The first time he pulled on a Laois jersey was in 1965 when he lined out for the Laois minor football team against Offaly in Newbridge; he was only 15.
They lost but it was still the start of something special. For the next 20 years he adorned the Laois jersey with great distinction and a huge sense of pride.
The following year, still two years outside his age group, he won a Leinster minor championship and then went and kicked the equalising point against Down in the All Ireland semi-final in Croke Park.
They lost the replay in Navan but he was quickly establishing himself as a precocious talent and a name to remember.

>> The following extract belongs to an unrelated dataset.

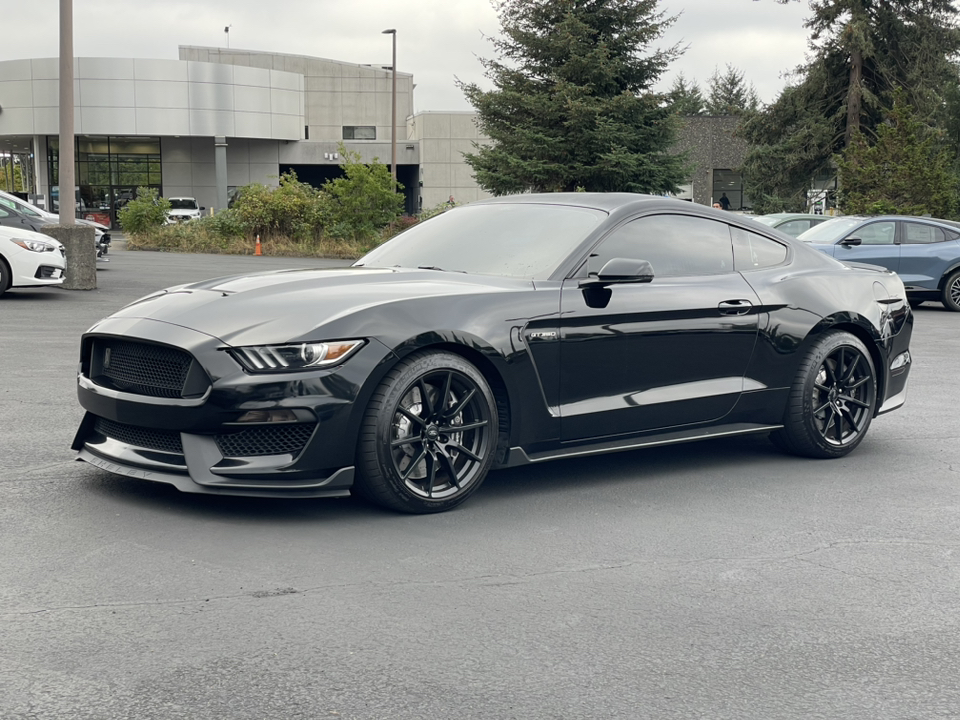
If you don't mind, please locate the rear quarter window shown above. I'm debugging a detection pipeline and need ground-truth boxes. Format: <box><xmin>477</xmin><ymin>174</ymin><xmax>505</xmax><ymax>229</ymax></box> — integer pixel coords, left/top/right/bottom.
<box><xmin>730</xmin><ymin>227</ymin><xmax>787</xmax><ymax>272</ymax></box>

Laois won the Leinster minor final the following year as well but fell to Cork in the final.
In his last year as a minor, in 1968, Laois lost the Leinster final to Dublin on what was a dark day for Laois football as they then went and lost to Longford in the senior decider.

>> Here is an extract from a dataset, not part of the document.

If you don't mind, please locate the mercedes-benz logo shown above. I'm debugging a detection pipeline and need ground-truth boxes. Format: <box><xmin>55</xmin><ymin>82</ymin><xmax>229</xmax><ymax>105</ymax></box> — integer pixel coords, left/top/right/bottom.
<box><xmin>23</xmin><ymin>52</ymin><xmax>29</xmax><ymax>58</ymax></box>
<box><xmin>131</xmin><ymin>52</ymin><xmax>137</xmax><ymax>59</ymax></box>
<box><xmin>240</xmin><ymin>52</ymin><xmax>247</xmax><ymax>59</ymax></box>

On the club scene the greatest day came in 1969 when he was midfield on the Timahoe team that won their first and, to this day, only Laois SFC.
His brother Tom was midfield beside him while other brothers, Dick (who later spent eight years as Laois GAA chairman and also a member of Laois County Council), Jim and John were also key players.
They beat Portlaoise in the final, gaining revenge for defeat at the same stage a year previous.
Indeed he played in five senior finals in total, losing in 1965 (when he came on as a sub at half time), 1968, 1973 and 1978, when he was manager.
His inter-county management career started in 1988 when he took over Laois and he did two years in the job but lost in the early stages of the championship on both occasions.
The fact that he had played with a large number of the players he had soldiered with for many years made his job more difficult.
When he took over Eire Og in the early 90s, he quickly established them as the dominant club in Carlow and then took it on to an even higher level by winning three provincial titles and losing All Ireland finals in 1993 – when they were beaten narrowly after a replay and had a goal controversially disallowed near the end – and again in 1996 to Kerry’s Laune Rangers.
In the autumn of 1994 he also took on the Carlow county job, winning an All Ireland ‘B’ title with them and coming very close to shocking Laois in the opening round of the championship in 1995.
Laois won with a late point from Michael Turley but when that was later proven to have gone wide, a re-fixture was scheduled for the following Sunday and Carlow led for most of the game but eventually lost by three points.
He left the job in 1997 after the Carlow Supporters Club, who had lured him to the job in the first place, clashed with the county board.
A general theme that has emerged is that he was ahead of his time as a manager in terms of training methods and looking after players.
Indeed Eire Og were one of the first high-profile teams to bring men behind the ball and suffocate the opposition, similar to what has become very fashionable in recent times.
As a player he regularly demanded better conditions for players and he spoke passionately about the need for the GAA to do more for the dub scene.
He reckoned that clubs were being neglected and that designated ‘Club Sundays’ should be introduced which would help promote club games and would allow clubs have the exclusive use of their players.
In 1981 – the year he also played in a Leinster final with Laois – he helped organise Laois’ three-week tour of the USA and he went back three years later to help fundraise for the re-development of O’Moore Park.
His death in 2006 was a shock to all. Arles-Killeen later went to the Laois SFC final under Wicklow man Hugh Kenny and in the last number of years his daughter Alison established herself as a top international rugby player and has won a Grand Slam with Ireland as well as appearing in a World Cup semi-final.
Laois v Carlow in Division 4 of the National Football League takes place this afternoon in Dr Cullen Park at 2pm.